Custom dashboards can also be developed using the framework. The Command Center visualization shown in figure 6 is an example of a custom dashboard developed using React.js. A panel highlights events/anomalies, video, and real-time occupancy information of the garage.

Custom command center dashboard image
Figure 6. Customized command center dashboard for monitoring events, summarizing alerts and visualization using Google Maps

This version maintains two modes: live and playback. The live mode shows the state of a garage at any given point of time. In playback mode, users can go back in time to replay the events. The entire UI overlays on top of a Google Map, with a transparent image of the parking garage layered on top. The map depicts vehicle movement and parking spots using Google markers. A marker identifies a location on a map. Using Google Maps makes it easier to navigate across multiple locations/garage.

Post pixel processing analytics in the cloud or datacenter should be deployed for large-scale data processing. The choice of technology for the reference implementation allows you to horizontally scale at each layer. The application provides the following features:

  • Garage occupancy map
  • Events and anomalies at a given point of time
  • Search all events and anomalies indexed
  • Occupancy statistics and flow rates
  • Vehicle movement within the garage

You can find more details on this in the documentation.

Edge Deployment

Figure 7 shows the DeepStream perception graph. Each plugin represents a functional block, such as inference using TensorRT or multi-stream decode. The decoder accelerates H.265 & H.264 video decoding. Dewarping is done for 360-degree camera input before using inference or Detector. The global positioning module maps the camera coordinates to global coordinates, foundational to knowing the exact location of the object detected at a given point of time. The single camera tracker tracks each detected object and sends the metadata describing the scene messaging fabric.
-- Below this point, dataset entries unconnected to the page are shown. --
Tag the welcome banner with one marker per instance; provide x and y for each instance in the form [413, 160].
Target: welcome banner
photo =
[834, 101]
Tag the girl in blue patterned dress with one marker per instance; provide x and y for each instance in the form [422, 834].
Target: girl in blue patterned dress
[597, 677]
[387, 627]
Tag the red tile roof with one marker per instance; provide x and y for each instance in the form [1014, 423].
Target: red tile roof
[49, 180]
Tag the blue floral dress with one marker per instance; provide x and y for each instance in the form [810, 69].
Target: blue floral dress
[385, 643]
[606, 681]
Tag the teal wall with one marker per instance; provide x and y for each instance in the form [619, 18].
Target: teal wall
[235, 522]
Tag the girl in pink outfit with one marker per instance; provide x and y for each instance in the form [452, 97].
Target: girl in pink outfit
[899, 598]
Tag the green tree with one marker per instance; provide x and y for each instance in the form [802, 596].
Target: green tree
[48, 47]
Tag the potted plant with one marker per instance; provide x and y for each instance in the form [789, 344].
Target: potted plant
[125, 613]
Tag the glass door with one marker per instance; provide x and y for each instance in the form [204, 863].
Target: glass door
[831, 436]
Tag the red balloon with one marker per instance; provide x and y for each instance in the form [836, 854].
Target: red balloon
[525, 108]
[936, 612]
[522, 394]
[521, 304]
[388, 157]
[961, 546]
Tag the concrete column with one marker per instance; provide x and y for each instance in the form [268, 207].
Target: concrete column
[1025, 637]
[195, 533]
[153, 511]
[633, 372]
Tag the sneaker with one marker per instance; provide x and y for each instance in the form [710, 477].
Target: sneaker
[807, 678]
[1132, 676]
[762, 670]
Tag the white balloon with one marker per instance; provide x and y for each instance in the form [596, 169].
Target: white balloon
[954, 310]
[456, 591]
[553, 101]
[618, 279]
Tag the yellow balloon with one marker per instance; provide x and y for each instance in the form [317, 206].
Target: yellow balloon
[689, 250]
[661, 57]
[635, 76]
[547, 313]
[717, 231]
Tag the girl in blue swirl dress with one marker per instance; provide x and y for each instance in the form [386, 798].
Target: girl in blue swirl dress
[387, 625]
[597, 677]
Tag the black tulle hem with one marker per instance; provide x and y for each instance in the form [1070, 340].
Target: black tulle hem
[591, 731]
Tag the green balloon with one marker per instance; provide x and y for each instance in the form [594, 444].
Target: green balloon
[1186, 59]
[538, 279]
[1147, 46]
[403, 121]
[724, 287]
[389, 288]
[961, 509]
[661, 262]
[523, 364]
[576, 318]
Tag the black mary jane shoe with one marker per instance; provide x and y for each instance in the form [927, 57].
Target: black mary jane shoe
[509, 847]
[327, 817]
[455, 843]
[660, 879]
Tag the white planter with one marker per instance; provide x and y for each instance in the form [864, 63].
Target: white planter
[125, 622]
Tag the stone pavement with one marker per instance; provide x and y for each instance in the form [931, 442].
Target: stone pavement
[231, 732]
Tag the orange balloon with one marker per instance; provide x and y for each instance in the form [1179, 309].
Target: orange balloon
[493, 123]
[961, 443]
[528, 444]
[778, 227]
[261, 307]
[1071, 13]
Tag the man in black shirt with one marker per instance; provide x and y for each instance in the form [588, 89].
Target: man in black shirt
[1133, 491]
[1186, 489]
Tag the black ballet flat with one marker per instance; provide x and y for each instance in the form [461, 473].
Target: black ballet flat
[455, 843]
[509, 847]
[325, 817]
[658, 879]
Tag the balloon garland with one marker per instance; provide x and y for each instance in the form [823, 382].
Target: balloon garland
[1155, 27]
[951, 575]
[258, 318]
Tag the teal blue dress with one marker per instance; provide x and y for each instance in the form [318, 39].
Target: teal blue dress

Perception deployment block diagram
Figure 7. Perception deployment at the edge

The images in figure 8 map to the block diagram above, showing potential work performed at each stage.

Process step results example image
Figure 8. The results of each step from the block diagram in figure 7

Cloud/On Premise Deployment

Figure 9 shows the complete flow diagram for the reference implementation for a cloud or an on-premise deployment. Developers can leverage this and adapt it to their specific use cases. Docker containers have been provided to further simplify deployment, adaptability and manageability.

Containerized application diagram
Figure 9: Docker containers for simplified solution deployment.

More information on these containerized applications can be found on the GitHub repo.

Conclusion

This step-by-step guide should help developers create applications and solutions that seamlessly integrate perception with analytics. Developers should be able to leverage this reference implementation to create complex end-to-end AI solutions for situational awareness in retail, traffic optimization, parking, and many such other use cases in various industry verticals.